Long-Term Outcomes of Liner Cementation into a Stable Retained ShellTan Timothy L., MD; Le Duff Michel J., MA; Ebramzadeh Edward, PhD; Bhaurla Sandeep K., MPH; Amstutz Harlan C., MD
Liner cementation into a preexisting stable socket may reduce the morbidity of revision hip arthroplasty and preserve acetabular bone. However, the long-term outcomes of this technique remain unknown. The purpose of this report was to analyze the long-term results of a previously reported cohort of patients. Cementation of thirty-two liners (seventeen polyethylene and fifteen metal liners) into preexisting sockets was performed during revision hip arthroplasty, and the patients were followed for a minimum of two years. A retrospective chart review was performed to investigate the complications and survivorship.

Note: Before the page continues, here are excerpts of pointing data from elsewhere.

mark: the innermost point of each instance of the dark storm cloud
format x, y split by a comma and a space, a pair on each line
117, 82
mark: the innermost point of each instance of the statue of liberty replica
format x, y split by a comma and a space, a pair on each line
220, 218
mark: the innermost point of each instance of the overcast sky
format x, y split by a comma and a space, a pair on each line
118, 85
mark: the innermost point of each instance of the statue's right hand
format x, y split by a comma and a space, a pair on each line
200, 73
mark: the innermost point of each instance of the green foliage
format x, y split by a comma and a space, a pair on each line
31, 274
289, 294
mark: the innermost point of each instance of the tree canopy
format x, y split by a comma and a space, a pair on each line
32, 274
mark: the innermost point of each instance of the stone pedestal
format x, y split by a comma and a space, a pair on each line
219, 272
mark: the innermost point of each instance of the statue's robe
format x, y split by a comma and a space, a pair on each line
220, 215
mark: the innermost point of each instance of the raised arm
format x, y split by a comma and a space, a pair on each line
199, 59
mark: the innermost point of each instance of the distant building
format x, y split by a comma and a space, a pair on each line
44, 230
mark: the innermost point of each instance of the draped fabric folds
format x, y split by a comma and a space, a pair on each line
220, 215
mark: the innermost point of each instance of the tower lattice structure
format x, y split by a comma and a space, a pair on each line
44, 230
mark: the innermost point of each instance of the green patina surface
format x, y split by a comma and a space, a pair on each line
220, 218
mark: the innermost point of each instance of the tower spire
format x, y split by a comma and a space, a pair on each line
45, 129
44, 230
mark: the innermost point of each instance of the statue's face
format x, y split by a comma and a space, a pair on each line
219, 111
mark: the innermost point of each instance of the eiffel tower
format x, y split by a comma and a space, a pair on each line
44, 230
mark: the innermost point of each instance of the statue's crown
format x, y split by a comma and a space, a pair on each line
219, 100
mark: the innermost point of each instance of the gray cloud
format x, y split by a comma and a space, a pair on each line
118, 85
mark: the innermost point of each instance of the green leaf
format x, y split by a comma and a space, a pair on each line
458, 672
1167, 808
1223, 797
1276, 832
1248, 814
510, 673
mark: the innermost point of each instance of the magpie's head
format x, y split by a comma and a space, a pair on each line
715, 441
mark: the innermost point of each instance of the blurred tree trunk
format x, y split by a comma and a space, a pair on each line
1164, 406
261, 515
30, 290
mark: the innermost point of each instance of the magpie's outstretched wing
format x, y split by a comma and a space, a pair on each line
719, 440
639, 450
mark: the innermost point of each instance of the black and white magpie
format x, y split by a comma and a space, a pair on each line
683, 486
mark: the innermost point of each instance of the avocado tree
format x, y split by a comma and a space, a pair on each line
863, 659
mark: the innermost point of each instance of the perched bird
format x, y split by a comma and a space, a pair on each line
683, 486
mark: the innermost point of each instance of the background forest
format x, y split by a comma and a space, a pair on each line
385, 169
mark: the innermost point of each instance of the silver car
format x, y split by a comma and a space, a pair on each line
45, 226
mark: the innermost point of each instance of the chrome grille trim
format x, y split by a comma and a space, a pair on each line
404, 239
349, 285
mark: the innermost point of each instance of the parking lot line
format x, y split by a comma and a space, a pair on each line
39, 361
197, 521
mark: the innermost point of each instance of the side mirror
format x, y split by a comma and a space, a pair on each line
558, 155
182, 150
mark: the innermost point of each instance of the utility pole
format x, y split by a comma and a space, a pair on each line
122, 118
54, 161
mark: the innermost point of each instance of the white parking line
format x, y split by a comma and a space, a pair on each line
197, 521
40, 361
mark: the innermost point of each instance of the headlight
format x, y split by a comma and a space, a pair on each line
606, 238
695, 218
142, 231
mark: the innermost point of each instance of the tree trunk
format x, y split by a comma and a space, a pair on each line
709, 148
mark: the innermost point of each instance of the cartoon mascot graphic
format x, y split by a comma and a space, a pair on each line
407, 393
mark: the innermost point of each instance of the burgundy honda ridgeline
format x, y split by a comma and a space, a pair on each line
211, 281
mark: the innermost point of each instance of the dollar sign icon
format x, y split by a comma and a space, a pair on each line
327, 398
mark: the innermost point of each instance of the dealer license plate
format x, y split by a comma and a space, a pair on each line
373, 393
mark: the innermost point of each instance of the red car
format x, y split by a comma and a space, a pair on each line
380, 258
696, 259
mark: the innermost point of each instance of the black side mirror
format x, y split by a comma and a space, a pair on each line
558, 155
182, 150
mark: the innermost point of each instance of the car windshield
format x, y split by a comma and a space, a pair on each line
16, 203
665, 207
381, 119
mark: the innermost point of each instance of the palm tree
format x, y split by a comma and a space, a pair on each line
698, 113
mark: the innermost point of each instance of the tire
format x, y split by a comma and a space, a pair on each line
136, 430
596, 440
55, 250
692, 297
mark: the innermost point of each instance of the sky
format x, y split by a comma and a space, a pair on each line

The mean duration of follow-up was 12.7 years (range, 2.1 to 19.1 years), with ten hips requiring rerevision at a mean of 6.4 years (range, 1.0 to 15.5 years). Nine patients experienced posterior dislocations, and two hips required rerevision for instability. Liner dissociation from the shell occurred in two patients. Survivorship analysis, with rerevision as the end point, demonstrated ten and fifteen-year survivorship of 77.3% and 68.8%, respectively. Dissociation of the cemented liner from the acetabular shell was an infrequent cause of failure despite long-term follow-up. Given the high rate of dislocations in this study, careful patient selection and surgical technique should be considered.
Level of Evidence: Therapeutic Level III. See Instructions for Authors for a complete description of levels of evidence.